花柄がよく目立つのは周知の通りで、殊に個人使用のクルマとなれば、走る先々で誰彼構わず振り返られてしまうのは乗っていて恥ずかしい……
……と考える向きが多数を占めるかどうかは、データを取ったことがないので分からないが、自動車メーカーが純正ボディカラーのラインナップに、花柄を用意しているような話はあまり聞いたことがない。
もちろん、好みでマイカーを花柄にドレスアップしている人もいるハズ。そんなケースを除いて、花柄の普通乗用車の自然な使い道を考えるとすれば、お店やイベントなどのPR目的が適任か。
■花柄をサラリと着こなすベストなアイツ
普通乗用車では何かと刺激が強すぎる花柄であるが、公道を走る乗り物で唯一と言って良いほど、自然に花柄を着こなす存在がいる、バスだ。
バス車両だと不思議なことに、車体一面が花で彩られていても「なんか凄いの来たぞ!」のような衝撃をそれほど受けず、広告か何かかな? くらいに受け止められる。
バスに広告は付き物であるのと、多種多様なラッピング車が登場している昨今の状況も手伝い、バスならどんな図柄に化けたっておかしくないという先入観から、花柄ボディと対峙しても、バスだけは冷静な目で見られるのかもしれない。
実際のところ、街中を走る花柄のバスは、商品やイベント・会社などのPR目的で仕立てられた、いわゆる広告ラッピング車がけっこう目立ち、「花柄のバス=商用PR向け」のイメージが強いのも確かだ。
■広告じゃない花柄のバス
広告ラッピング車が多々いる一方で、これと言った商用の宣伝目的を持たない、バス会社の標準カラーであったり、特定路線の専用カラーに花柄が使われているバスはあるのか、ちょっと気になってきた。
過去に各地で撮影した写真を漁ってみると、それらしいものがポツポツ出てきた。
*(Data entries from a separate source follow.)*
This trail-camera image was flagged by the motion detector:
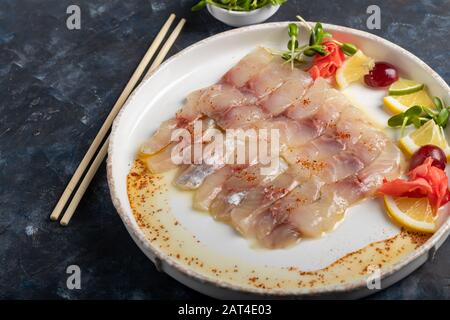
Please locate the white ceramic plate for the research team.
[108,22,450,298]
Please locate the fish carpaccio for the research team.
[140,48,403,248]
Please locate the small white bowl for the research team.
[206,3,280,27]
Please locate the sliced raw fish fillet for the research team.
[216,105,271,129]
[246,178,323,247]
[140,118,178,155]
[222,47,273,88]
[288,142,403,237]
[261,72,312,116]
[227,171,298,236]
[193,166,231,211]
[247,57,305,99]
[177,84,256,122]
[174,133,234,190]
[141,142,178,173]
[286,78,350,120]
[210,160,287,221]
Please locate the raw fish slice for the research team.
[174,133,234,190]
[358,141,406,190]
[247,57,306,98]
[222,47,273,88]
[144,118,214,173]
[140,90,216,155]
[289,142,403,237]
[244,178,323,242]
[282,132,346,166]
[177,84,255,122]
[261,73,312,116]
[140,118,178,155]
[227,172,298,236]
[216,105,271,129]
[176,88,207,127]
[289,188,350,237]
[193,166,231,211]
[141,142,178,173]
[210,161,287,221]
[258,223,301,249]
[286,78,350,120]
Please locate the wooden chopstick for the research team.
[60,19,186,226]
[50,13,175,220]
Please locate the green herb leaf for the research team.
[433,97,444,111]
[405,106,423,118]
[191,0,206,12]
[388,112,405,128]
[288,23,298,37]
[341,42,358,56]
[422,106,438,118]
[435,108,450,128]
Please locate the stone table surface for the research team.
[0,0,450,299]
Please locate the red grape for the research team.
[409,144,447,170]
[364,62,398,88]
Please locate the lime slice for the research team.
[399,120,450,158]
[384,89,434,114]
[336,50,375,89]
[389,78,425,96]
[384,196,436,233]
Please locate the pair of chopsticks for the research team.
[50,13,186,226]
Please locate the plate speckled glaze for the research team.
[107,22,450,299]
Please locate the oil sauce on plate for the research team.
[127,160,429,290]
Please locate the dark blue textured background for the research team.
[0,0,450,299]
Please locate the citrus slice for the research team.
[389,78,425,96]
[384,196,436,233]
[384,89,434,114]
[399,120,450,159]
[336,50,375,89]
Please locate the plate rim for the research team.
[106,21,450,297]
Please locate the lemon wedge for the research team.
[399,120,450,159]
[336,50,375,89]
[383,89,434,114]
[384,196,436,233]
[389,78,425,96]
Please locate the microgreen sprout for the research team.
[191,0,287,11]
[388,97,450,137]
[280,16,358,68]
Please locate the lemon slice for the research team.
[399,120,450,159]
[336,50,375,89]
[384,196,436,233]
[389,78,425,96]
[383,89,434,114]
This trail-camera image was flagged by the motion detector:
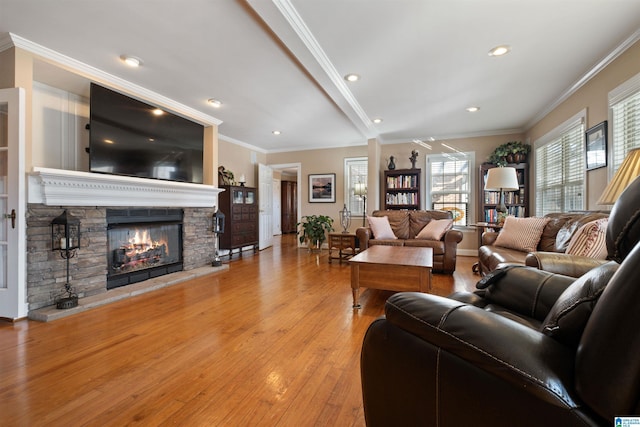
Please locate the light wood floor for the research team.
[0,235,477,426]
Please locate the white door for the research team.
[273,179,282,236]
[0,88,27,320]
[258,163,273,250]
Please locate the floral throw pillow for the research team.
[416,219,453,240]
[367,216,397,239]
[494,216,549,252]
[566,218,609,259]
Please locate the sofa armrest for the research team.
[442,229,463,273]
[356,227,373,252]
[385,293,579,407]
[525,252,608,277]
[482,231,498,246]
[478,266,576,321]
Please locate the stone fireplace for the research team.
[27,168,221,311]
[107,209,183,289]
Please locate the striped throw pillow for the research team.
[494,216,549,252]
[566,218,609,259]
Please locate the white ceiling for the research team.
[0,0,640,152]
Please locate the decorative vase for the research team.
[307,239,322,253]
[389,156,396,171]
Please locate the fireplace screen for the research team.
[108,224,182,276]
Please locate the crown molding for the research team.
[218,133,269,154]
[525,29,640,131]
[0,33,222,126]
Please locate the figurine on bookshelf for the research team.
[409,150,418,169]
[389,156,396,171]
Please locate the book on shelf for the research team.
[387,193,418,205]
[387,175,418,189]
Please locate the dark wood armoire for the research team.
[280,181,298,234]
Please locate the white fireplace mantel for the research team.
[28,167,224,207]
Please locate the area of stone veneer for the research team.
[27,204,214,310]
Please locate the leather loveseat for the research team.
[478,212,608,277]
[361,178,640,427]
[356,210,463,274]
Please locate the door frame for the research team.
[268,163,302,246]
[0,88,29,320]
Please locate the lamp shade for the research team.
[353,182,367,196]
[597,148,640,205]
[484,167,519,191]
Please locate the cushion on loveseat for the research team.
[478,212,608,275]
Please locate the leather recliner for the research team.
[361,178,640,427]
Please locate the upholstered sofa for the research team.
[356,210,462,274]
[361,178,640,427]
[478,212,608,277]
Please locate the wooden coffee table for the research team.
[349,245,433,308]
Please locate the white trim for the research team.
[608,73,640,108]
[28,167,224,207]
[273,0,373,135]
[533,108,587,149]
[218,134,268,154]
[525,30,640,130]
[0,33,222,126]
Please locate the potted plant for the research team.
[296,215,333,251]
[489,141,531,166]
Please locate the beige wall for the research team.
[218,138,267,187]
[526,42,640,210]
[264,144,369,231]
[378,134,524,255]
[0,47,33,171]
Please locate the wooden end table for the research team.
[349,245,433,308]
[329,233,358,264]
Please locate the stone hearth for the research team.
[27,168,221,312]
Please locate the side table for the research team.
[329,233,358,264]
[470,222,502,273]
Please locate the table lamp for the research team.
[484,167,520,213]
[596,148,640,205]
[353,182,367,227]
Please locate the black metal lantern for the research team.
[51,210,80,308]
[211,206,224,267]
[51,210,80,251]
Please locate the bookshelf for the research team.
[478,163,530,223]
[384,169,421,210]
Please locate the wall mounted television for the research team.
[89,83,204,184]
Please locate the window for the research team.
[344,157,369,216]
[534,111,585,216]
[427,152,475,226]
[609,74,640,174]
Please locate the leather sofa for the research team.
[361,178,640,427]
[356,210,463,274]
[478,212,608,277]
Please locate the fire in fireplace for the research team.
[107,209,183,289]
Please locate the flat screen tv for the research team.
[89,83,204,184]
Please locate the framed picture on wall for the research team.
[309,173,336,203]
[585,120,607,170]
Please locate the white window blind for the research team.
[427,153,474,226]
[609,80,640,174]
[341,157,369,216]
[535,119,585,216]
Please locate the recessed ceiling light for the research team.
[207,98,222,108]
[489,44,511,56]
[120,55,142,68]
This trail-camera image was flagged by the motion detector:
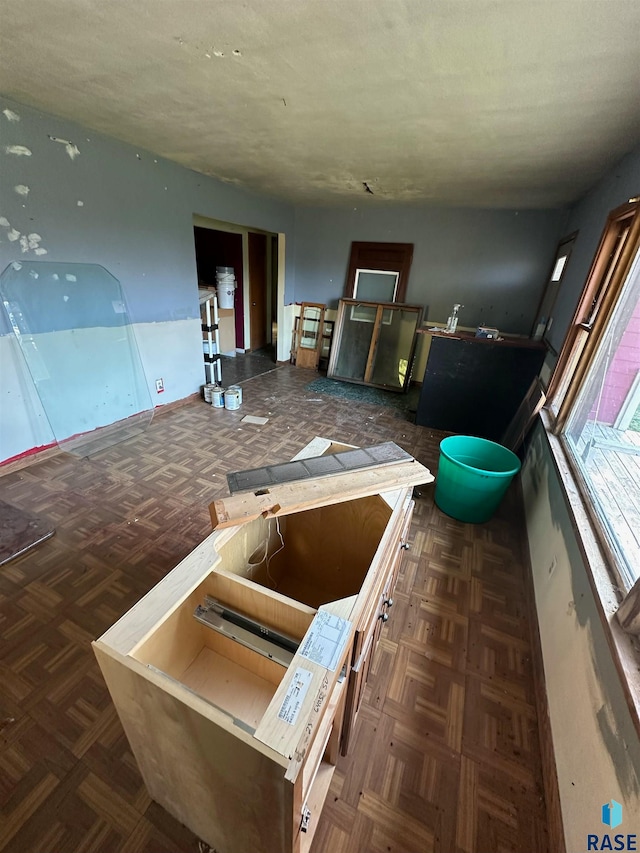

さらに各地の花柄バスの動向を軽くリサーチしてみて、もう少し掘り下げてみる。
すると、該当デザインの車両が出没する(していた)地域の一例として、北海道富良野市、新潟県柏崎市、群馬県川場村、埼玉県深谷市、埼玉県鴻巣市、東京都板橋区、東京都北区、愛知県大府市、兵庫県小野市、兵庫県市川町、香川県さぬき市、徳島県徳島市、長崎県五島市、などがヒットした。
普通の路線バスの標準カラーに、花柄を盛り込んだバス会社もあるにはある。とはいえ、どちらかといえば、日野ポンチョほか小型バスを用いた、マクロな範囲の移動をサポートするコミュニティバスや町営バスが、より積極的に花柄を活用している印象を持った。